Sidebar: Mounting a Mac Attack on Instruments

By John Russell

March 8, 2005 | Apple lost ground to Microsoft and Linux in the rush to computerize lab equipment during the past decade. Many more instruments now come bundled with PCs for control, and more Windows-based interfaces and devices drivers are being written.


UNDER THE MICROSCOPE. Apple has won big with Microscopy venders but struggles in other categories, Elizabeth Kerr says.

"It is something that we are aware of and have a strong interest in turning that around," says Philip Schiller, Apple senior vice president for worldwide product marketing. "We're looking at a relationship with some key players. We have a relationship with Becton Dickinson, and they sell their flow cytometers with Apple computers as the instrumentation control."

It wasn't always this way. Apple had the early lead, says Jay Caprioli of the Whitehead Institute. Even now, "there's a large number of instruments in the lab running on really, really old Macs," he says. "We're pushing 10 years on some and using System 7 and Mac OS 8. One frustrating point for IT is there's no upgrade for these systems other than buying new instruments."
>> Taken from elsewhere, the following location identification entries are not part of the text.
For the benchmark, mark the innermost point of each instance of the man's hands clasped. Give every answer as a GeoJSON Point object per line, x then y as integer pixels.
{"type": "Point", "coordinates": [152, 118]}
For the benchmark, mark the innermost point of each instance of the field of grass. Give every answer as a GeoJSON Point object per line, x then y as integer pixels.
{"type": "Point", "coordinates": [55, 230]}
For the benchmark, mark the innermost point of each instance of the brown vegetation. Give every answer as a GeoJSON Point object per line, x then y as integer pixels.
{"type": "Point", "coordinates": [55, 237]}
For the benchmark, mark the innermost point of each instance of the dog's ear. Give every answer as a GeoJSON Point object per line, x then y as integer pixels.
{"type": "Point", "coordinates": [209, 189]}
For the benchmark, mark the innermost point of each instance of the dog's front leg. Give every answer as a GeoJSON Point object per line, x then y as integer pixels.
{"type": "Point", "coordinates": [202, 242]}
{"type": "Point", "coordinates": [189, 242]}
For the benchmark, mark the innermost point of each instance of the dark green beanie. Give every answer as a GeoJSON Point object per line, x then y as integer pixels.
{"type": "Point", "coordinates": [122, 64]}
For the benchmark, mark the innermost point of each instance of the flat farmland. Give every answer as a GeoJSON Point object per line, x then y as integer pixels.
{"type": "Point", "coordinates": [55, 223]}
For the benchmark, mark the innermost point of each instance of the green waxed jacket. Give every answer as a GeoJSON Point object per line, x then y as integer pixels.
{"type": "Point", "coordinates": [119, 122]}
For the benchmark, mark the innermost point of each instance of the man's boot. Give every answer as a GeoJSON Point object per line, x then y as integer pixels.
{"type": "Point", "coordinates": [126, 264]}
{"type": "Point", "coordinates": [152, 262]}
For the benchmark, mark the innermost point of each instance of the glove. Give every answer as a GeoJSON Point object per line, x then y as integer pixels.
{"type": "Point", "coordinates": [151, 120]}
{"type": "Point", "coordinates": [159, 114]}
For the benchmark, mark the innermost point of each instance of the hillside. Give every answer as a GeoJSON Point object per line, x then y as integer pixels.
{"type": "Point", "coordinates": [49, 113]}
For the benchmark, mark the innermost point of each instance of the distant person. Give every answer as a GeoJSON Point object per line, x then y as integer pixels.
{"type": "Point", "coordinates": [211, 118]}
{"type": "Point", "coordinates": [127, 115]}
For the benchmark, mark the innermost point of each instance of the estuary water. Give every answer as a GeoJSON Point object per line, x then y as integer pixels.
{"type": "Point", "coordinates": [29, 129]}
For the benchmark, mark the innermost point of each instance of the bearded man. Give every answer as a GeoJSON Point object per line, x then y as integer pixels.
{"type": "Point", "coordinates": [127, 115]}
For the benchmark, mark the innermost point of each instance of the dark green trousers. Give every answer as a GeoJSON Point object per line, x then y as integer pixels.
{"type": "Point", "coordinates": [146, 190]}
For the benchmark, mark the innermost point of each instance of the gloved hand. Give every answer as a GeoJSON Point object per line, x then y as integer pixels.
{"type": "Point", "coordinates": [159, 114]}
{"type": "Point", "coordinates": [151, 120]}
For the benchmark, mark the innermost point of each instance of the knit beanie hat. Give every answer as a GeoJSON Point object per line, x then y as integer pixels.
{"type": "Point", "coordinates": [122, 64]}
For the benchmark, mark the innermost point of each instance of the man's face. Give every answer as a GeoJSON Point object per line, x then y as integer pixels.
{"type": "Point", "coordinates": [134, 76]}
Apple is making selective headway. "We have a really deep buy with the microscope companies," says Elizabeth Kerr, Apple's director of science and technology markets. Caprioli readily agrees: "They have done a very good job in microscopy. Apple has always lent itself to doing imaging analysis and manipulation, and I'm seeing a lot of newer microscopes hooked to Macs and to cinema displays. We have a couple here hooked to a big flat-panel display running on a dual-processor Mac."

Robotics control is Mike Barmada's big headache at the University of Pittsburgh's Apple cluster. "They (robotics suppliers) only have drivers available for PCs. It would be nice if Apple could make headway into that area, but I have a hard time envisioning just how because there are so many vendors. It would be great if Apple could get some of the big ones to at least write cross-platform drivers."

Says Kerr, "We're trying to do more, but [instruments] is a challenging opportunity simply because a lot of that comes from people using white-box clone products."